Тем не менее, не стоит недооценивать трудности формирования общей идентичности в резко разделенных демократических государствах. Мы часто забываем о том, что большинство современных либеральных обществ были построены на базе исторических наций, чье понимание национальной идентичности формировалось нелиберальными методами. Франция, Германия, Япония и Южная Корея были нациями до того, как стали либеральными демократиями; Соединенные Штаты, как отмечают многие, были государством до того, как стали нацией. Процесс определения нации в либеральных политических терминах был долгим, трудным и периодически жестоким, и даже сегодня оспаривается людьми как слева, так и справа с резко конкурирующими нарративами о происхождении страны.

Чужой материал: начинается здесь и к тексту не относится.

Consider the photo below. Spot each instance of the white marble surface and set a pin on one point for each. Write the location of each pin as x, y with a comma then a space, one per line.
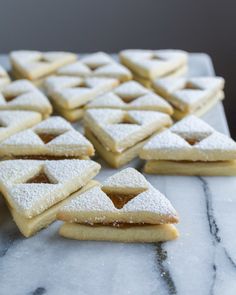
202, 261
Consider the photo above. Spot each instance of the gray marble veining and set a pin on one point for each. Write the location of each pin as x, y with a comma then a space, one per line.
202, 261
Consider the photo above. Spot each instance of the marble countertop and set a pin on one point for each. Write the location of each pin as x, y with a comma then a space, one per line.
202, 261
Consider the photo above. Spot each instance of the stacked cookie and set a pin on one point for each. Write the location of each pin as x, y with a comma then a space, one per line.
147, 65
4, 78
35, 65
190, 95
45, 169
78, 83
69, 95
190, 147
35, 190
126, 208
118, 135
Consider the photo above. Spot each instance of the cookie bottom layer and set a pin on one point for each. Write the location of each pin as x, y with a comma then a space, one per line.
224, 168
178, 115
115, 160
144, 233
29, 226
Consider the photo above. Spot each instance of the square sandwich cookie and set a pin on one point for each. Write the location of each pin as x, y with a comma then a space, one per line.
23, 95
181, 72
12, 122
34, 65
97, 64
131, 96
118, 135
126, 208
69, 95
190, 147
190, 95
4, 78
36, 190
152, 64
53, 138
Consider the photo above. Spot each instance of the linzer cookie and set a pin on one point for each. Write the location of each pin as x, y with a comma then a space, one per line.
53, 138
126, 208
153, 64
36, 190
190, 147
190, 95
97, 64
12, 122
33, 65
181, 72
131, 96
118, 135
23, 95
70, 94
4, 78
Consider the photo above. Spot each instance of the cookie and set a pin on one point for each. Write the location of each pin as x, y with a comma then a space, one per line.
152, 64
190, 147
131, 96
53, 138
33, 65
118, 135
125, 208
180, 72
23, 95
4, 78
190, 95
73, 92
97, 64
12, 122
36, 190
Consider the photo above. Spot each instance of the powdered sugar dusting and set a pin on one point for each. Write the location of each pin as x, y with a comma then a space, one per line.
128, 177
93, 199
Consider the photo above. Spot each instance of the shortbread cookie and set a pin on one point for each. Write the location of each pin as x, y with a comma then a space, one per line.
70, 115
131, 96
52, 138
126, 234
151, 64
12, 122
115, 159
31, 187
126, 207
23, 95
29, 226
4, 78
118, 130
97, 64
165, 167
180, 72
33, 65
190, 95
190, 142
73, 92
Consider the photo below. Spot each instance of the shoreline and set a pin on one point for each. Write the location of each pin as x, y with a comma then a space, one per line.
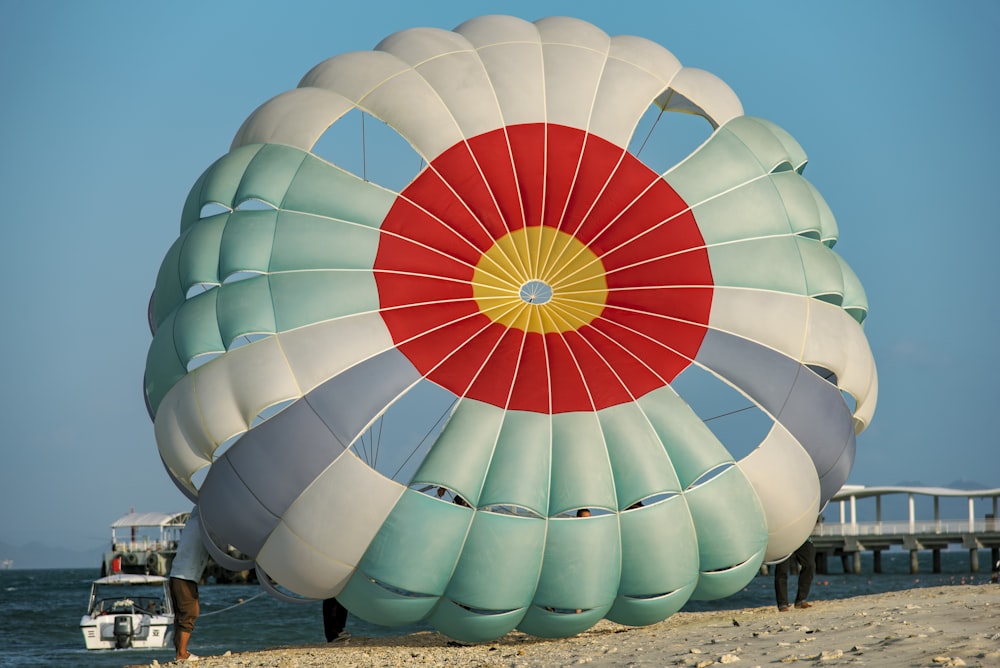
954, 625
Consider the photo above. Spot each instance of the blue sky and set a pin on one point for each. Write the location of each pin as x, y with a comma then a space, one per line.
111, 110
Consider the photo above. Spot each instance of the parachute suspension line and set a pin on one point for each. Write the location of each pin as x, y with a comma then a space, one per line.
424, 438
235, 605
650, 133
738, 410
364, 150
367, 445
377, 439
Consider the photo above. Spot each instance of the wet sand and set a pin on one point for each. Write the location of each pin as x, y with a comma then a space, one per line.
935, 626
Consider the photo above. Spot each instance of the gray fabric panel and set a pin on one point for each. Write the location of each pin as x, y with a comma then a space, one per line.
811, 408
282, 456
767, 376
817, 415
349, 401
232, 511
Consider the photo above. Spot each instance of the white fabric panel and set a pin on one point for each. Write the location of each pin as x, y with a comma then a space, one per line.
184, 450
805, 329
637, 71
462, 83
832, 331
409, 104
320, 351
389, 89
297, 117
515, 71
234, 388
450, 65
706, 94
866, 405
571, 78
783, 475
299, 567
624, 94
354, 74
774, 319
645, 55
497, 29
568, 30
310, 525
417, 45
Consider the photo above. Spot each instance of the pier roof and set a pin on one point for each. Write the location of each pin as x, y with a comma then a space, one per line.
150, 520
861, 491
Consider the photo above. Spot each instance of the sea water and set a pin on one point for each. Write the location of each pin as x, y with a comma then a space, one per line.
40, 610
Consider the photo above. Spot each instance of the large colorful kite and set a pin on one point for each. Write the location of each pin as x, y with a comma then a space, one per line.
457, 402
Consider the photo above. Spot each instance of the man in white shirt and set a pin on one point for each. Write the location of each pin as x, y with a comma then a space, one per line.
185, 574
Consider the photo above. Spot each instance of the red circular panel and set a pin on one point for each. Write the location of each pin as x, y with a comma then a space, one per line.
657, 271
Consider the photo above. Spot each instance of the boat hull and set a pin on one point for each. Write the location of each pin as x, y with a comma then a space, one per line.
127, 631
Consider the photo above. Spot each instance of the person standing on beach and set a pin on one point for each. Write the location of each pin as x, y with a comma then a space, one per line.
185, 574
805, 556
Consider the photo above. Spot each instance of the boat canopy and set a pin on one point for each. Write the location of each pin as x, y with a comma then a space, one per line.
150, 520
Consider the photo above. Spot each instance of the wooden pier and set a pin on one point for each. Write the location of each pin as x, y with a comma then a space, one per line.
848, 538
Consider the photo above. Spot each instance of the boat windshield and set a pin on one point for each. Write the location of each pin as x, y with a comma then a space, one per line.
128, 600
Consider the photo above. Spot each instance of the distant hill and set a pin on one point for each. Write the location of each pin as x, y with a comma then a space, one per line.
36, 555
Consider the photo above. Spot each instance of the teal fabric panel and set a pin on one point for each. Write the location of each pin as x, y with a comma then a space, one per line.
800, 204
766, 264
472, 626
581, 563
640, 465
753, 210
724, 583
560, 623
199, 261
500, 563
246, 242
376, 604
691, 445
729, 520
218, 184
460, 456
163, 367
304, 298
519, 471
325, 190
774, 148
196, 328
245, 307
417, 547
581, 470
269, 174
824, 278
645, 611
169, 291
304, 241
659, 549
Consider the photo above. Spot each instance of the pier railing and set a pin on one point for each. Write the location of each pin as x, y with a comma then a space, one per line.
908, 528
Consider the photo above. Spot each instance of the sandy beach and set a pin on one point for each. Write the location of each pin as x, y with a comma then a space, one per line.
936, 626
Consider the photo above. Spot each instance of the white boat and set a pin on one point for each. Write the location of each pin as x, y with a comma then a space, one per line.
128, 610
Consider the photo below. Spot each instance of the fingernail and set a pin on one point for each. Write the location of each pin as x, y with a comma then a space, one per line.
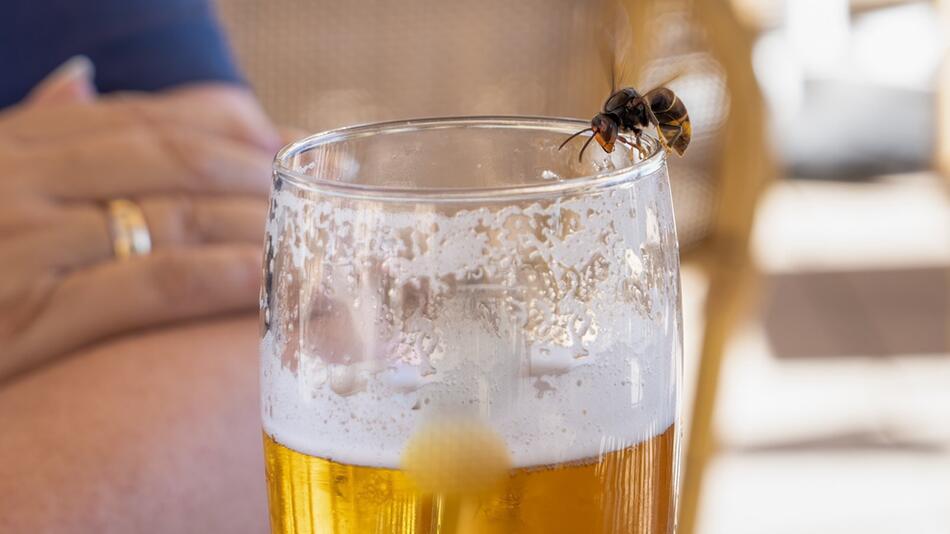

Если либерализм будет рассматриваться только как механизм мирного регулирования многообразия без более широкого чувства национальной цели, это можно будет считать серьезной политической слабостью. Люди, пережившие насилие, войну, диктатуру, хотят жить в либеральном обществе, как это делали европейцы в период после 1945 года. Но по мере того как люди привыкают к мирной жизни в условиях либерального режима, они начинают воспринимать этот мир и порядок как должное и стремятся к политике, которая направит их к более высоким целям. В 1914 году в Европе почти столетие не было разрушительных конфликтов, и массы людей с радостью шли на войну, несмотря на огромный материальный прогресс, который произошел за это время.

Возможно, мы находимся в аналогичной точке человеческой истории, когда мир уже три четверти века не ведет крупномасштабных межгосударственных войн, а наблюдается огромный рост глобального благосостояния, который приводит к столь же масштабным социальным изменениям. Европейский союз был создан как противоядие национализму, который привел к мировым войнам, и в этом отношении он оказался успешным сверх всяких ожиданий. Однако ожидания населения растут еще быстрее. Молодые люди не благодарны ЕС за то, что он создал мир и процветание, а, напротив, раздражаются против его мелких бюрократических навязываний. Слабое чувство общности, лежащее в основе либерализма, в этих условиях становится еще более тяжелым бременем.